The poem is then enriched with a further set of meanings .

Nature suffers at man’s hand, but also man does (line 15), in the same way as Christ has accepted to sacrifice Himself for mankind. Thomas employs the grammatical device of chiasmus (lines 11 and 15 ), an inverted relationship between the syntactic elements of parallel phrases, a form of parallelism that is particularly prominent in biblical texts.

The poet seems to point to the violence that is hidden behind the simplest of man’s gestures: breaking the bread.

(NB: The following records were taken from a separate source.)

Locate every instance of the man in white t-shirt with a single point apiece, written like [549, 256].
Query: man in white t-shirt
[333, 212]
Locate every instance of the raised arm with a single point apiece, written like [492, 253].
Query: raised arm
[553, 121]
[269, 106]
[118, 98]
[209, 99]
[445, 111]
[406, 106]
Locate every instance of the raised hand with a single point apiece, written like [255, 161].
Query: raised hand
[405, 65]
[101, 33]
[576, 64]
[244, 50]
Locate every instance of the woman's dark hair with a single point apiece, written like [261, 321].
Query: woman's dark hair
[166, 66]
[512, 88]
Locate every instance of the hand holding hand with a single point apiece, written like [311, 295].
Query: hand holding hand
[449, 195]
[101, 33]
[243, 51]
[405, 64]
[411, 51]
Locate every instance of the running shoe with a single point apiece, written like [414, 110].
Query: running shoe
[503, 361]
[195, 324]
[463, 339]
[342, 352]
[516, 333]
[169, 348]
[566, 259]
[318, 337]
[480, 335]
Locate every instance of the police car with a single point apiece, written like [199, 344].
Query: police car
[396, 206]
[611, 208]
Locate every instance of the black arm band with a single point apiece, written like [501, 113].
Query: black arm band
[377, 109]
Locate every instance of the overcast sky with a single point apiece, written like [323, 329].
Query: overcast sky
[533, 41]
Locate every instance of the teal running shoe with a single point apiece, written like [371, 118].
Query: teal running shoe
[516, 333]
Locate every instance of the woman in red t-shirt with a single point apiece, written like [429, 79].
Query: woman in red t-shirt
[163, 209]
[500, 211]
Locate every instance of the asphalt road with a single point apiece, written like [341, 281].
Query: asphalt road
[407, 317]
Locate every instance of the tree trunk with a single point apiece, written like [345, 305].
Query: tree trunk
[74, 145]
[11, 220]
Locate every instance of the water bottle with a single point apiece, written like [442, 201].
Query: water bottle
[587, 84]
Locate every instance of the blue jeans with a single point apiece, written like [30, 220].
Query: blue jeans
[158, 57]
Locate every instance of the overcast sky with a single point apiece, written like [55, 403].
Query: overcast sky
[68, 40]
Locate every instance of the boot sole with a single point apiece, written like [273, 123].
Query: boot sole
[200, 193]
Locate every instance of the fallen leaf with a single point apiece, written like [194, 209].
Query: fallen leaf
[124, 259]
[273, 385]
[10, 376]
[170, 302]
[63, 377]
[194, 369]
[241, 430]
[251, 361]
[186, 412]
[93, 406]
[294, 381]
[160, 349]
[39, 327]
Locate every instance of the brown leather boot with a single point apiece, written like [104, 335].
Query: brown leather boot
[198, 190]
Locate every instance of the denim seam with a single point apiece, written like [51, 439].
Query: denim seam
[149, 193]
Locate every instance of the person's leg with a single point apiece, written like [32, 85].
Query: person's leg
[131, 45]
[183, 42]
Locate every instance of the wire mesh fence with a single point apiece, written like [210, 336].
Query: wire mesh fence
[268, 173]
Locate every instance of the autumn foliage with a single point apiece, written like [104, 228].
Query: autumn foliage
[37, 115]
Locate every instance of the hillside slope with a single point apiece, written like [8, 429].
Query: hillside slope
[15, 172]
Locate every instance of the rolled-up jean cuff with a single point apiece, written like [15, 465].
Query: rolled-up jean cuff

The poem enacts the dramatic aspect of human existence through

a)  the use of monosyllabic words, most of which contain plosive sounds – p/ t / k / b / d /, - the prevailing sound pattern being one of abruptness and harshness

b)  the repetition of the verb “ break” and the presence of verbs like “snap”, “laid down” “knocked in” with a marked connotation of violence

c)  the almost total absence of adjectives, implying two effects: one, a high density of nouns, all but one concrete nouns, the other a prevalence of images appealing to the senses.

The rhythm created by the repetition of the same structures (lines 1 and 2; lines 6, 8 and 11; lines 15) and the alternation of lines of varying length create expectations that the final rhyming lines fully satisfy.